Objective: Golimumab immunogenicity was extensively studied during clinical development. As anti-drug antibody (ADA) detection with the standard bridging EIA (original-EIA) can yield false-negative results or underestimate ADA incidence and titres due to drug interference, a more sensitive assay was needed to determine clinical impact.

Methods: A highly sensitive drug-tolerant EIA (DT-EIA) was developed and cross-validated against the original-EIA. Samples from phase-3 subcutaneous golimumab rheumatological trials (GO-FORWARD-rheumatoid arthritis, GO-REVEAL-psoriatic arthritis, GO-RAISE-ankylosing spondylitis) were then retested. Associations between ADAs and golimumab pharmacokinetics, efficacy and safety were assessed.
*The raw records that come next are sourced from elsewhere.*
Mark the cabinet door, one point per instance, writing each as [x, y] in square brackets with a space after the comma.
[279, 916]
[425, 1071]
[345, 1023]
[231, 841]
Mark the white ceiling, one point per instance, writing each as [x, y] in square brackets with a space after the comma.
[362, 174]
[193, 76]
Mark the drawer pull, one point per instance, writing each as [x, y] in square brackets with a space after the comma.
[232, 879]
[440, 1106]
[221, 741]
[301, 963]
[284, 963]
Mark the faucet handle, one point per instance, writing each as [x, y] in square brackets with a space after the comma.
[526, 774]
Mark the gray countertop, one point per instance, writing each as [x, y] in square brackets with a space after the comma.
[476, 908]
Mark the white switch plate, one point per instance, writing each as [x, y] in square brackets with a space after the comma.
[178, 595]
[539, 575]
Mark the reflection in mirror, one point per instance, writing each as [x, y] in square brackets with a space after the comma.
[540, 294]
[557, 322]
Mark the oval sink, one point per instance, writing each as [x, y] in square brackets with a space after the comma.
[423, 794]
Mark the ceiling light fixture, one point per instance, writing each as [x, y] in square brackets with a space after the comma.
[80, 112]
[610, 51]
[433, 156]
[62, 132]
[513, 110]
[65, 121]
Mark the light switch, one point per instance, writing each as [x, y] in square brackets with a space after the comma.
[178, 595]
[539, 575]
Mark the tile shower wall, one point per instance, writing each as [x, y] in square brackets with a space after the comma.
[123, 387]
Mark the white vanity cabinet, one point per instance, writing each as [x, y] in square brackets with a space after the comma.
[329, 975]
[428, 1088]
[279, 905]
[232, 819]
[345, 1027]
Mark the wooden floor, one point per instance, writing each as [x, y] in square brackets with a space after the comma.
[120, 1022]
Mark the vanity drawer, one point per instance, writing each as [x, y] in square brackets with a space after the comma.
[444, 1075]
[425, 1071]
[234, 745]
Results: The DT-EIA was more sensitive than the original-EIA and capable of detecting ADAs amid golimumab concentrations far exceeding those in immunogenicity test samples. Consequently, an 8-fold increase in the incidence of ADAs was observed with the DT-EIA (31.7%) vs original-EIA (4.1%) in the studies. Most ADA-positive patients identified by the DT-EIA had lower antibody titres, while most with higher titres were previously identified as ADA-positive by the original-EIA. With the DT-EIA, ADA-positive patients generally had lower trough serum golimumab concentrations than ADA-negative patients; however, ADA impact on serum golimumab concentrations was more notable at higher ADA titres (⩾100). No impact of ADAs on clinical efficacy or injection-site reactions was evident.

Conclusion: ADA incidence was expectedly higher using the DT-EIA vs original-EIA; newly detected ADAs were characterized mostly by low titres, with no impact on clinical efficacy or injection-site reactions, consistent with previously observed original-EIA results. Golimumab immunogenicity with the DT-EIA is consistent with existing knowledge regarding the clinical relevance of ADAs detected with the original-EIA in patients with rheumatological disorders.

Trial Registration: NCT00264550, NCT00265096, NCT00265083.